Radix Sort By Key#

radix_sort_by_key Function Templates#

The radix_sort_by_key function sorts keys using the radix sort algorithm, applying the same order to the corresponding values. The sorting is stable, preserving the relative order of elements with equal keys. Both in-place and out-of-place overloads are provided.
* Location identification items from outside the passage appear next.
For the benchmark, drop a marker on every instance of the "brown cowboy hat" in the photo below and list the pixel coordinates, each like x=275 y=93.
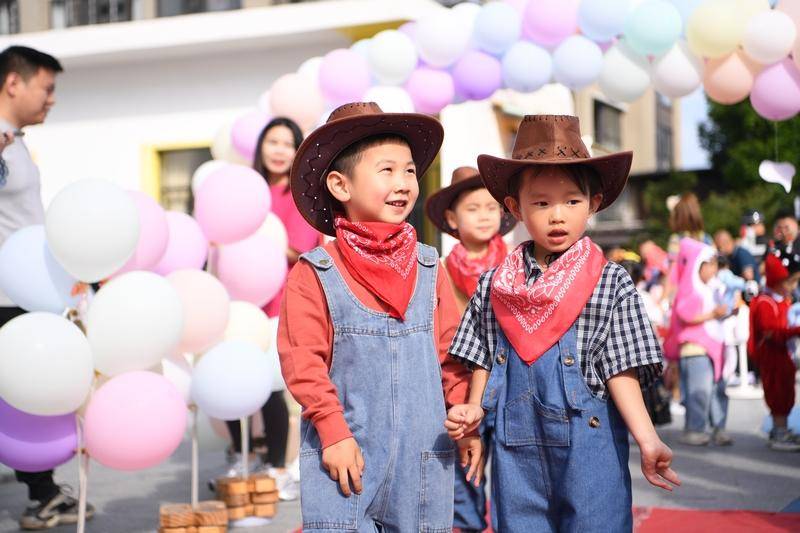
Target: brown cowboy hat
x=346 y=126
x=554 y=140
x=464 y=179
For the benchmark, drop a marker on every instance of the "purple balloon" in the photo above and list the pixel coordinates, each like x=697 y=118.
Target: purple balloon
x=245 y=132
x=776 y=91
x=344 y=76
x=33 y=443
x=430 y=89
x=477 y=75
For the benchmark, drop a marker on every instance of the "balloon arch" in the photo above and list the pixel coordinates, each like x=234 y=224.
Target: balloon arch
x=734 y=49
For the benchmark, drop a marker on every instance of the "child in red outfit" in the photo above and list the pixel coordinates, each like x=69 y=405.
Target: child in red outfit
x=769 y=333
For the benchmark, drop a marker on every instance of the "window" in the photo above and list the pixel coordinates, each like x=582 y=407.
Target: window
x=171 y=8
x=68 y=13
x=177 y=168
x=9 y=17
x=607 y=126
x=664 y=153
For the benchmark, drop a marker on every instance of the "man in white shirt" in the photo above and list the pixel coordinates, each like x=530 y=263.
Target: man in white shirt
x=26 y=95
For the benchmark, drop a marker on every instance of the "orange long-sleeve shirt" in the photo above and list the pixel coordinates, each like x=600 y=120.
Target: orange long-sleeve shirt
x=305 y=345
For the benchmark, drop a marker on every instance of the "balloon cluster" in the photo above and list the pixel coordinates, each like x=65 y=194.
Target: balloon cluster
x=120 y=357
x=731 y=48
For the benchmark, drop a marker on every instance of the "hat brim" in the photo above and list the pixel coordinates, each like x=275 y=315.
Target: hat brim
x=443 y=199
x=613 y=170
x=424 y=135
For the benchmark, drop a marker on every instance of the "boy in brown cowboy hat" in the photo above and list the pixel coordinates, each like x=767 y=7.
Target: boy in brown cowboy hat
x=364 y=331
x=467 y=211
x=555 y=332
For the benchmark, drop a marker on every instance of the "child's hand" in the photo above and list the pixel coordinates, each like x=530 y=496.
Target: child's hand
x=462 y=419
x=656 y=461
x=344 y=464
x=470 y=453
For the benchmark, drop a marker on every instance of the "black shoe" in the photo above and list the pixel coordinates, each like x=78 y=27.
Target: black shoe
x=60 y=509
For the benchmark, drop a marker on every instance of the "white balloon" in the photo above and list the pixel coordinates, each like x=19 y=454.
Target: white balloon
x=247 y=322
x=769 y=36
x=577 y=62
x=625 y=75
x=134 y=321
x=45 y=364
x=678 y=72
x=275 y=230
x=392 y=57
x=204 y=171
x=442 y=38
x=92 y=229
x=391 y=99
x=232 y=380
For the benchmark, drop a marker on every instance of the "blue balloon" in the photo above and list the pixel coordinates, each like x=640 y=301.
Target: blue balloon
x=526 y=67
x=497 y=27
x=31 y=277
x=602 y=20
x=653 y=27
Out-of-place overloads do not alter the input sequences.

The functions implement a Onesweep* 1 algorithm variant.

A synopsis of the radix_sort_by_key function is provided below:

// defined in <oneapi/dpl/experimental/kernel_templates>

namespace oneapi::dpl::experimental::kt::gpu::esimd {

// Sort in-place
template <bool IsAscending = true, std::uint8_t RadixBits = 8,
          typename KernelParam, typename Iterator1, typename Iterator2>
radix_sort_by_key (sycl::queue q, Iterator1 keys_first, Iterator1 keys_last,
                   Iterator2 values_first, KernelParam param); // (1)
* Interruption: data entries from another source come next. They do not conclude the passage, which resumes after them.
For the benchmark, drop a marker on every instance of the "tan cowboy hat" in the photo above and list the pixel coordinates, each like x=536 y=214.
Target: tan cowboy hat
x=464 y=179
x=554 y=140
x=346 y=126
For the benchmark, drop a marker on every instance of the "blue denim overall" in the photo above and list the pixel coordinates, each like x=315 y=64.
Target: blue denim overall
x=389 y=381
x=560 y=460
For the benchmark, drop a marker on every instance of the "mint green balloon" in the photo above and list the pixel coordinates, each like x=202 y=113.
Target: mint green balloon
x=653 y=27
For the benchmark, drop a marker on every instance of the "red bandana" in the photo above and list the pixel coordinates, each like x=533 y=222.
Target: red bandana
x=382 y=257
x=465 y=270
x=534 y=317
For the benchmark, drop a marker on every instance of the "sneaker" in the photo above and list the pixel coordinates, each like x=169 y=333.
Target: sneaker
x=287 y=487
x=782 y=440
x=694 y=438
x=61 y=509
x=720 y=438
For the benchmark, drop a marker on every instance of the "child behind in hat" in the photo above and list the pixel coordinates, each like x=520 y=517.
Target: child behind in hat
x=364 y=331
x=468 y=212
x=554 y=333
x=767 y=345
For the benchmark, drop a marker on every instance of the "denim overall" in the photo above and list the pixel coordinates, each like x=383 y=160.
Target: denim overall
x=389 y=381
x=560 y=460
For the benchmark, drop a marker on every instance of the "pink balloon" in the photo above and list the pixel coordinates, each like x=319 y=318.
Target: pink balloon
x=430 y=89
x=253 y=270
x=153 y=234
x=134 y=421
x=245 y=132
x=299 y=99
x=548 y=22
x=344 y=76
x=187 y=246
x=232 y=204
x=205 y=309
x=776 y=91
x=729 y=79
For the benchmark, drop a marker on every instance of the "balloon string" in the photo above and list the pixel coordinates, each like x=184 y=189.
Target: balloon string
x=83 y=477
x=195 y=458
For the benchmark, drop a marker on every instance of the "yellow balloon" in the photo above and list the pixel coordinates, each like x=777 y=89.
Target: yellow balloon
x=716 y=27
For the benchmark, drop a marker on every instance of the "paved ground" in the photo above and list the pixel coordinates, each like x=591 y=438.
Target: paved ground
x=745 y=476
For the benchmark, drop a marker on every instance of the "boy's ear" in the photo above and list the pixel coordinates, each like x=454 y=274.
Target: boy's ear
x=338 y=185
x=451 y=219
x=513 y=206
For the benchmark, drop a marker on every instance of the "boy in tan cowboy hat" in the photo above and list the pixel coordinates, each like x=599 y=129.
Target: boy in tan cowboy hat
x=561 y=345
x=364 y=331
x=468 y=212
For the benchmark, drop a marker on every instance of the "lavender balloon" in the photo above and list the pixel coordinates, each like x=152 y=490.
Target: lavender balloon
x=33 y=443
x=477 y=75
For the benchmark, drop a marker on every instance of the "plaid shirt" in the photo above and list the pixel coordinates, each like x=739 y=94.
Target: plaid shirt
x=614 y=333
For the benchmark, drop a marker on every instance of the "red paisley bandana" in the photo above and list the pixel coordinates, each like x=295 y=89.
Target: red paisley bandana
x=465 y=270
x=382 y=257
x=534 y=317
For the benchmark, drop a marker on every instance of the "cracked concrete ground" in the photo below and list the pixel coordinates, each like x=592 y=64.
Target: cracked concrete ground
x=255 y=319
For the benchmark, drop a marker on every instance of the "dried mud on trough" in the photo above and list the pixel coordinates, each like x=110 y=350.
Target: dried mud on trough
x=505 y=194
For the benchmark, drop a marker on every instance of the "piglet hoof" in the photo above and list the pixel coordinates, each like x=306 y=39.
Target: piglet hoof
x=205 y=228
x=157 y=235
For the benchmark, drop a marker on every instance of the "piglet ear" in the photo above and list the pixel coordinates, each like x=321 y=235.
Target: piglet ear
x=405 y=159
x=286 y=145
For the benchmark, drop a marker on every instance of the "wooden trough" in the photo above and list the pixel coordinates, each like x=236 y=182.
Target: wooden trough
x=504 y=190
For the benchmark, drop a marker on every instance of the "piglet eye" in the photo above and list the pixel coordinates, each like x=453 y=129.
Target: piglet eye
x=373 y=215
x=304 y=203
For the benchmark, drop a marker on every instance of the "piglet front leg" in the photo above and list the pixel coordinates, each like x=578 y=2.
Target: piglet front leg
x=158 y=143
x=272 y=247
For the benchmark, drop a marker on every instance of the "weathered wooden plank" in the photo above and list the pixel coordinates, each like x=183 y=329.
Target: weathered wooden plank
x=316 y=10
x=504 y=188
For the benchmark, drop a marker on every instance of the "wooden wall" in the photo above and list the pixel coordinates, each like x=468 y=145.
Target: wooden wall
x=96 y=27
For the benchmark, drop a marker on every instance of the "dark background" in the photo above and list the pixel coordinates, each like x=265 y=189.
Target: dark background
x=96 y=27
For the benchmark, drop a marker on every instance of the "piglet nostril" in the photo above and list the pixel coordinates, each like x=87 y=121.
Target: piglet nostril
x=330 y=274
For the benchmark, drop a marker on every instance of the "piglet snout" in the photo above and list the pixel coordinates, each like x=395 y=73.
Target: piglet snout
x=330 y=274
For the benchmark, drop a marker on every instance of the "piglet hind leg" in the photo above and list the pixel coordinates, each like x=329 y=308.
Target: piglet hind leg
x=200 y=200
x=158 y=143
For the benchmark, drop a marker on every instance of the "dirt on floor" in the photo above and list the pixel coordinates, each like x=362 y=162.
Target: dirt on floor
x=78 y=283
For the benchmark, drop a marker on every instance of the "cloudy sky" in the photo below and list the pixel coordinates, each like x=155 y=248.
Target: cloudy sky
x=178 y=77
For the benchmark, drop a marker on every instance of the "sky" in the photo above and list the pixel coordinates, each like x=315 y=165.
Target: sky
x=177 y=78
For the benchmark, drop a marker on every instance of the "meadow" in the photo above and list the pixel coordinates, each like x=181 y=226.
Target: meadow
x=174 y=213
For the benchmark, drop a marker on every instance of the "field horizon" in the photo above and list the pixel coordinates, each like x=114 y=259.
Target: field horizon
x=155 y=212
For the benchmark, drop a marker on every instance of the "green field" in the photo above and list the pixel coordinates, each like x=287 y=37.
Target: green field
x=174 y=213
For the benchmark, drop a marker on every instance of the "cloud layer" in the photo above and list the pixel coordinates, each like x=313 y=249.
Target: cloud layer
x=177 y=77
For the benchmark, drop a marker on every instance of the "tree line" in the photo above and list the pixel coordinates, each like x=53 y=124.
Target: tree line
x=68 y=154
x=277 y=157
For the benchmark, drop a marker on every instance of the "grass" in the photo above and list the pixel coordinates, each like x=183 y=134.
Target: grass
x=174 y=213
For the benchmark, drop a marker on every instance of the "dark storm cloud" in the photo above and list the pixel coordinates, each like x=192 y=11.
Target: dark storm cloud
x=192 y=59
template <bool IsAscending = true, std::uint8_t RadixBits = 8,
          typename KernelParam, typename KeysRng, typename ValuesRng>
radix_sort_by_key (sycl::queue q, KeysRng&& keys,
                   ValuesRng&& values, KernelParam param); // (2)

// Sort out-of-place
template <bool IsAscending = true, std::uint8_t RadixBits = 8,
          typename KernelParam, typename KeysIterator1,
          typename ValuesIterator1, typename KeysIterator2,
          typename ValuesIterator2>
radix_sort_by_key (sycl::queue q, KeysIterator1 keys_first,
                   KeysIterator1 keys_last, ValuesIterator1 values_first,
                   KeysIterator2 keys_out_first, ValuesIterator2 values_out_first,
                   KernelParam param); // (3)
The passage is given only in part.